Position

Vice President, Research Division, 2003–2006

Institution

George Mason University

Roy Rosenzweig, the Mark and Barbara Fried Professor of History & New Media at George Mason University, and a friend and councilor of the AHA, passed away on October 11, 2007, due to complications resulting from advanced cancer of the lungs.

Rosenzweig, who received his PhD from Harvard University in 1978, wrote or edited numerous books and articles including Eight Hours for What We Will: Workers and Leisure in an Industrial City, 1870–1920 (Cambridge University Press, 1983); The Park and the People: A History of Central Park (Cornell University Press, 1992), co-authored with Elizabeth Blackmar, which won the 1993 Historic Preservation Book Award and the 1993 Urban History Association Prize for Best Book on North American Urban History; and, with Daniel Cohen, Digital History: A Guide to Gathering, Preserving, and Presenting the Past on the Web (University of Pennsylvania Press, 2006).

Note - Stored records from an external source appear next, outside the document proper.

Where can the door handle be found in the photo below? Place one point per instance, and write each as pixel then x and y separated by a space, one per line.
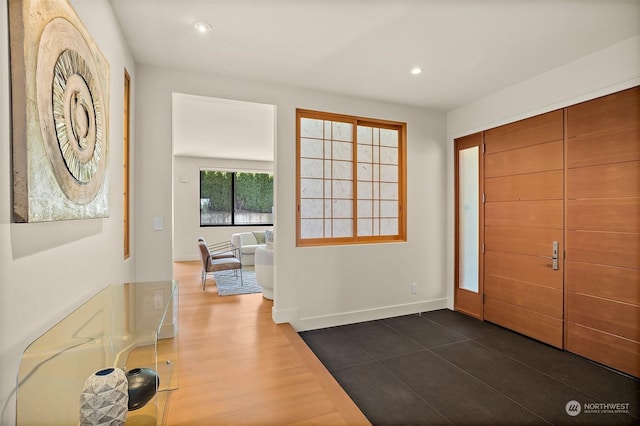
pixel 554 256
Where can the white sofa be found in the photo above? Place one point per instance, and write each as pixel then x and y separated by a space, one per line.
pixel 247 242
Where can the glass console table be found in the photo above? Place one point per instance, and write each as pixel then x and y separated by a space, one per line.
pixel 126 326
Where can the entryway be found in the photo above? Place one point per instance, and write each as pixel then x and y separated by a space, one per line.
pixel 550 245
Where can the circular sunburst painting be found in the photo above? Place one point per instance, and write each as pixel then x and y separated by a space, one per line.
pixel 71 109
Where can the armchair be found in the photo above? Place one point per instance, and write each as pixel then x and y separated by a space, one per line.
pixel 217 260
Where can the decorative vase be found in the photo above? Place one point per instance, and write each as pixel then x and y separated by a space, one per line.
pixel 104 398
pixel 143 384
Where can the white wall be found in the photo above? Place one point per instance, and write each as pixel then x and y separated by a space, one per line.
pixel 318 286
pixel 607 71
pixel 47 269
pixel 186 203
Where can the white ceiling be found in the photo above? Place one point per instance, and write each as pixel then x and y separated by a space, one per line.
pixel 222 128
pixel 366 48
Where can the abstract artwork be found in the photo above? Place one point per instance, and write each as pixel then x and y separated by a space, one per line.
pixel 60 113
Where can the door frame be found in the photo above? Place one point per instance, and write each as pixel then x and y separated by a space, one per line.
pixel 466 301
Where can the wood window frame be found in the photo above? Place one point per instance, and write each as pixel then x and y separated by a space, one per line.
pixel 401 234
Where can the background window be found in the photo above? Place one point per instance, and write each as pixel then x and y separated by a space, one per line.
pixel 350 179
pixel 235 198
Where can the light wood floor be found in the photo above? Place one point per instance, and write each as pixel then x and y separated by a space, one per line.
pixel 237 367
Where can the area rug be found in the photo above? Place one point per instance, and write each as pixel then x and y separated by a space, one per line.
pixel 229 285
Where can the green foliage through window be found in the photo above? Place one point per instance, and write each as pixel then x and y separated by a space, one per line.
pixel 235 198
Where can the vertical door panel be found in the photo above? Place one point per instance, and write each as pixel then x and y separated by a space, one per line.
pixel 524 215
pixel 603 230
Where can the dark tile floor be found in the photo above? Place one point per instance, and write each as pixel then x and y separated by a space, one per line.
pixel 443 367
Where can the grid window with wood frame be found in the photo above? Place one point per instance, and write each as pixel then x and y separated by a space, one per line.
pixel 350 179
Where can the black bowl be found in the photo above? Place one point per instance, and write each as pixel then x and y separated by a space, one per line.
pixel 143 383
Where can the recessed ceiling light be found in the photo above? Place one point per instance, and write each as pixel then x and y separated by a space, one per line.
pixel 202 27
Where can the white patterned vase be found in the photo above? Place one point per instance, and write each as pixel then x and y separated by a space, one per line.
pixel 105 398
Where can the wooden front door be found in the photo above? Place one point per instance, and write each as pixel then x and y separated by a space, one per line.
pixel 603 230
pixel 523 227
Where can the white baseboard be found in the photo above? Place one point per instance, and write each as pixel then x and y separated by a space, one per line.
pixel 179 258
pixel 286 315
pixel 312 323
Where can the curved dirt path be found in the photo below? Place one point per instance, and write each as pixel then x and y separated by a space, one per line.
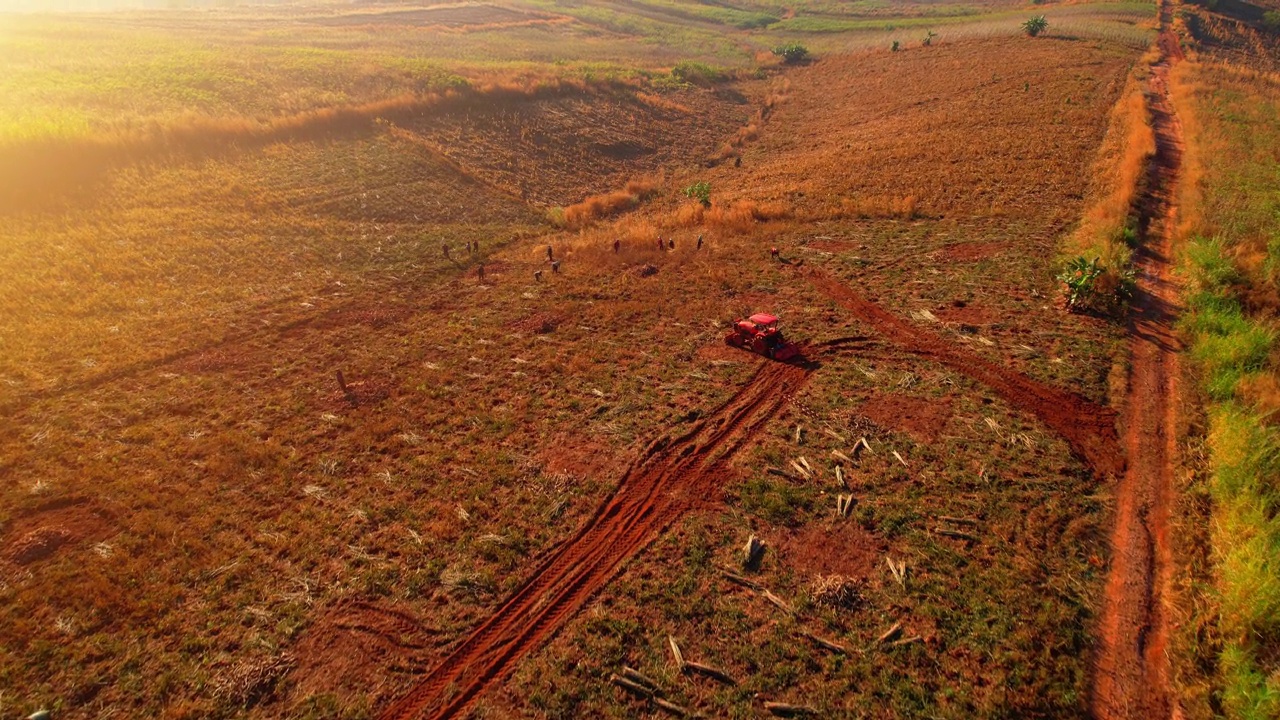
pixel 1088 428
pixel 1132 669
pixel 671 477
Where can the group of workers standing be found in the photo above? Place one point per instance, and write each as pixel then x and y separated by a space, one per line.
pixel 474 247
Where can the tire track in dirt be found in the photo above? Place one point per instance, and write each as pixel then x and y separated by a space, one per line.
pixel 671 477
pixel 1088 428
pixel 1130 668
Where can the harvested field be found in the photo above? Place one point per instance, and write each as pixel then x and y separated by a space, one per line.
pixel 440 16
pixel 854 149
pixel 283 450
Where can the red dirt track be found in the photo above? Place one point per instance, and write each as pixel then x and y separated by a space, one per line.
pixel 1087 427
pixel 1130 668
pixel 671 477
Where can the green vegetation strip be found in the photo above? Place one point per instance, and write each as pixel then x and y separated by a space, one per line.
pixel 1232 342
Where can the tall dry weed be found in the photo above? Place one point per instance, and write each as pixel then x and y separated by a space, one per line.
pixel 599 206
pixel 1118 178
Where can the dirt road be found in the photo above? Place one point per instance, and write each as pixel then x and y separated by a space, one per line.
pixel 1132 669
pixel 671 477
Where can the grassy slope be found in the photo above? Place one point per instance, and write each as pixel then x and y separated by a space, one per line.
pixel 1230 265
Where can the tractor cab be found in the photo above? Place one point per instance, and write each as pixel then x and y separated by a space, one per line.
pixel 760 335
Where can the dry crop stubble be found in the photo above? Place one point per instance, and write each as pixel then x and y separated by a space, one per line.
pixel 257 500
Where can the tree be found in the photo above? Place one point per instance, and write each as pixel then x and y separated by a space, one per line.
pixel 792 53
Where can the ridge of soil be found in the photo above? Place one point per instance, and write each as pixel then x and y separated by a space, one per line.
pixel 670 478
pixel 1088 428
pixel 1130 668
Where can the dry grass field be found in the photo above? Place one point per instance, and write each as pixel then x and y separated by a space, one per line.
pixel 205 215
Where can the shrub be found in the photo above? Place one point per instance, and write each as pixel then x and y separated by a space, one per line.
pixel 792 53
pixel 700 191
pixel 1091 286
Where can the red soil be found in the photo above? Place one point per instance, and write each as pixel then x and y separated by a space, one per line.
pixel 844 550
pixel 917 417
pixel 44 533
pixel 350 646
pixel 1132 668
pixel 965 315
pixel 672 475
pixel 972 251
pixel 1087 427
pixel 833 245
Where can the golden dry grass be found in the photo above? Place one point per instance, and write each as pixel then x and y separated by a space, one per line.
pixel 1118 178
pixel 168 373
pixel 894 135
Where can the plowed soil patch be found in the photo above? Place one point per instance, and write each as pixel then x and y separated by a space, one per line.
pixel 1087 427
pixel 920 418
pixel 360 392
pixel 42 534
pixel 720 352
pixel 972 251
pixel 457 16
pixel 347 650
pixel 842 550
pixel 538 323
pixel 671 477
pixel 965 315
pixel 853 128
pixel 832 245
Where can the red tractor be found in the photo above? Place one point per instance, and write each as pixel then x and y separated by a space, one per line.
pixel 760 335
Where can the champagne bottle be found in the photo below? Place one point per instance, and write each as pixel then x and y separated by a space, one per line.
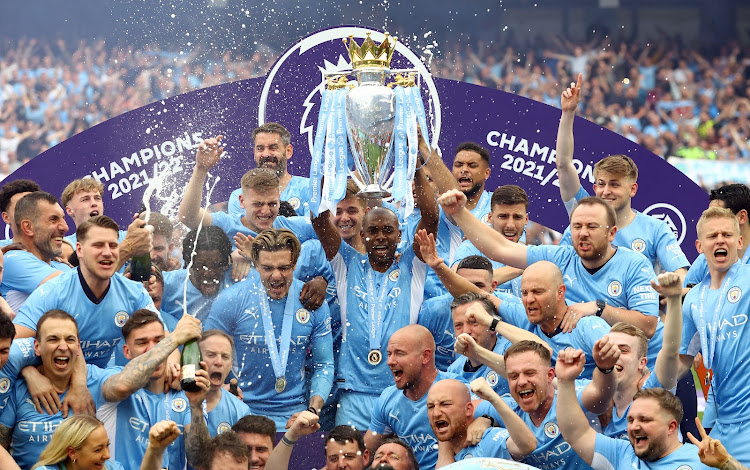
pixel 140 265
pixel 190 361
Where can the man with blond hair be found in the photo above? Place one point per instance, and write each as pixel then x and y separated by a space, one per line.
pixel 615 181
pixel 272 149
pixel 82 200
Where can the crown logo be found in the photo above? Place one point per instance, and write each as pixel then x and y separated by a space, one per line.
pixel 370 54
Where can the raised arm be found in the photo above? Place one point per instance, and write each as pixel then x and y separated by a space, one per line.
pixel 138 371
pixel 493 244
pixel 568 176
pixel 196 433
pixel 669 368
pixel 305 424
pixel 522 441
pixel 597 395
pixel 440 173
pixel 570 417
pixel 455 284
pixel 190 212
pixel 428 207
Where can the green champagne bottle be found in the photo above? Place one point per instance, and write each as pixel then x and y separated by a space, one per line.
pixel 190 362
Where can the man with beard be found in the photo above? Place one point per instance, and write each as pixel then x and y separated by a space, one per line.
pixel 615 182
pixel 509 216
pixel 401 408
pixel 82 200
pixel 57 345
pixel 471 168
pixel 10 194
pixel 260 198
pixel 451 411
pixel 213 410
pixel 472 334
pixel 653 427
pixel 378 294
pixel 206 273
pixel 272 149
pixel 600 279
pixel 543 296
pixel 41 227
pixel 256 313
pixel 535 400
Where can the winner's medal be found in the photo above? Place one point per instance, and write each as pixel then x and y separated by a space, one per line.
pixel 374 357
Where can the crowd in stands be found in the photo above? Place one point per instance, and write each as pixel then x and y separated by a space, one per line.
pixel 413 339
pixel 674 99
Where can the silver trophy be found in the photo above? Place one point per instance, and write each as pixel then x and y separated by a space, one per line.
pixel 370 117
pixel 370 111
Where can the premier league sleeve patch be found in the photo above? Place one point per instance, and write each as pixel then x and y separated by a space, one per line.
pixel 295 202
pixel 734 294
pixel 551 430
pixel 222 428
pixel 614 288
pixel 303 316
pixel 121 318
pixel 179 405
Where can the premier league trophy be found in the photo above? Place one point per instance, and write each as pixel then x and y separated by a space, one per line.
pixel 368 121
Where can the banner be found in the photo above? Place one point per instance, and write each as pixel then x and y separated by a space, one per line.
pixel 159 140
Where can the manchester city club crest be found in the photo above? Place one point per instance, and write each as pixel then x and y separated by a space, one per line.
pixel 303 315
pixel 179 404
pixel 614 288
pixel 734 294
pixel 121 318
pixel 551 430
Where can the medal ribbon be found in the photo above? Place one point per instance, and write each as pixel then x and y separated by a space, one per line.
pixel 279 355
pixel 376 305
pixel 708 335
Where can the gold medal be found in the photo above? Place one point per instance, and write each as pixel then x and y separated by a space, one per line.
pixel 374 357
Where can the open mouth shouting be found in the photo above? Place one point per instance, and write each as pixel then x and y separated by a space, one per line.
pixel 62 362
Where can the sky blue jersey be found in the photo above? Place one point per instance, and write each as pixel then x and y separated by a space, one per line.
pixel 238 311
pixel 394 413
pixel 99 321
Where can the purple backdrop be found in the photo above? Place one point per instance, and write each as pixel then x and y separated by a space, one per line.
pixel 124 152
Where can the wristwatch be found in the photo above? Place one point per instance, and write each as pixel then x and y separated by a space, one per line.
pixel 600 304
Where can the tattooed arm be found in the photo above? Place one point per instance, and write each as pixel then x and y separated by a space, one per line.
pixel 5 434
pixel 136 374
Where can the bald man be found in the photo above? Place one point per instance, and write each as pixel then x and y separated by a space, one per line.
pixel 451 411
pixel 543 297
pixel 402 408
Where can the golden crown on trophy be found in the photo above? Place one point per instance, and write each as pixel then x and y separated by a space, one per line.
pixel 370 54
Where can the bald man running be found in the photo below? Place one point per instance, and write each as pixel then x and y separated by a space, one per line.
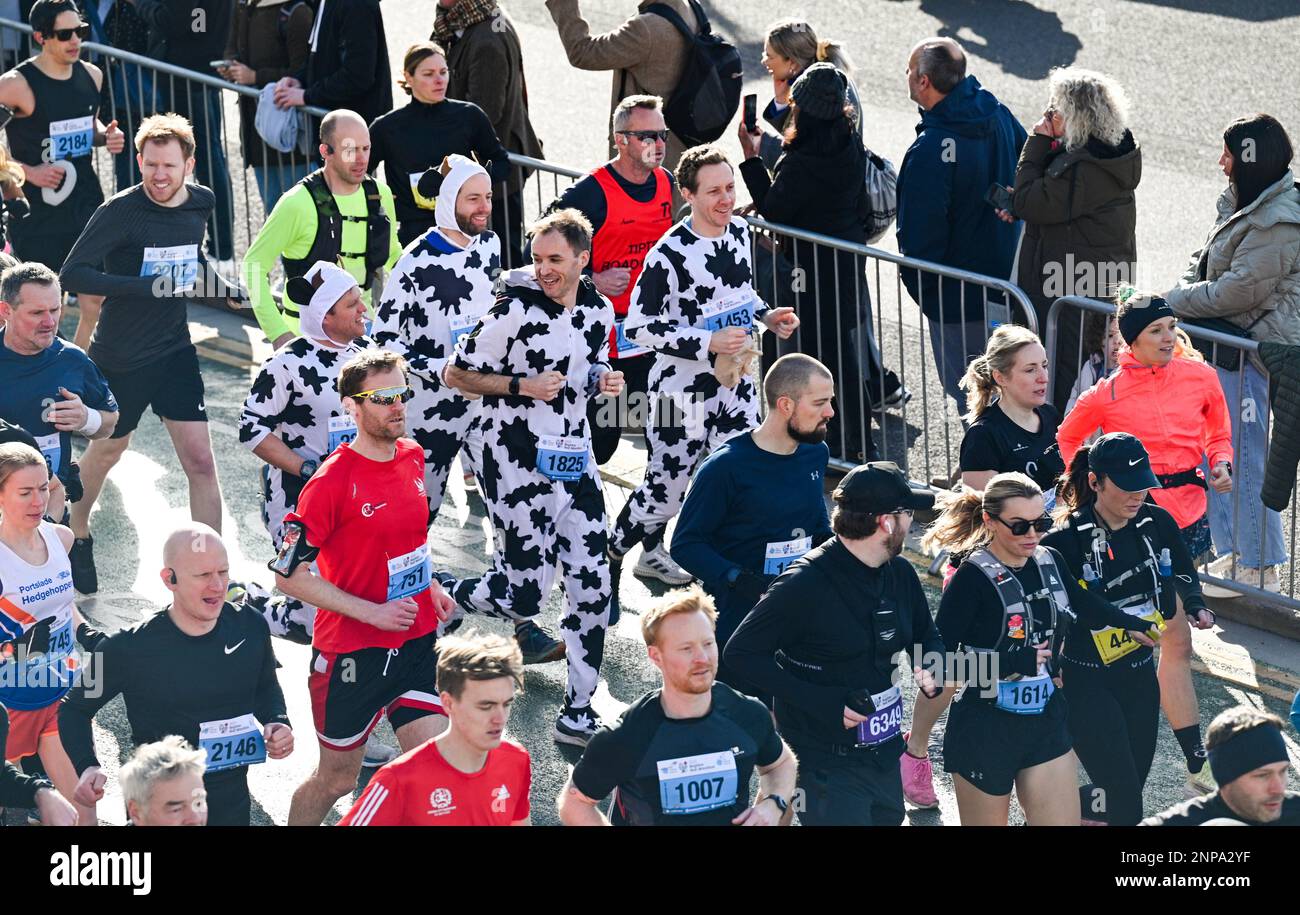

He and his colleagues at the Center for History and New Media received many accolades, including the AHA’s James Harvey Robinson Prize for 2004 and 2006 (for History Matters and World History Matters, respectively, for creating web sites to help students navigate the complexities of U.S and global history).

A long-standing and loyal member of the AHA, Rosenzweig served as the Association’s Vice President for Research from 2003 to 2006. Inventive as always, he used his tenure to bestir the AHA to break out of the inhibiting confines of the traditional annual meeting formats and introduced several new modes of presentation, and worked to open up access to scholarship not only at the meeting but from the pages of the American Historical Review. Rosenzweig was also an enthusiastic founding member of the National History Center, an initiative of the AHA, and served on its planning committee.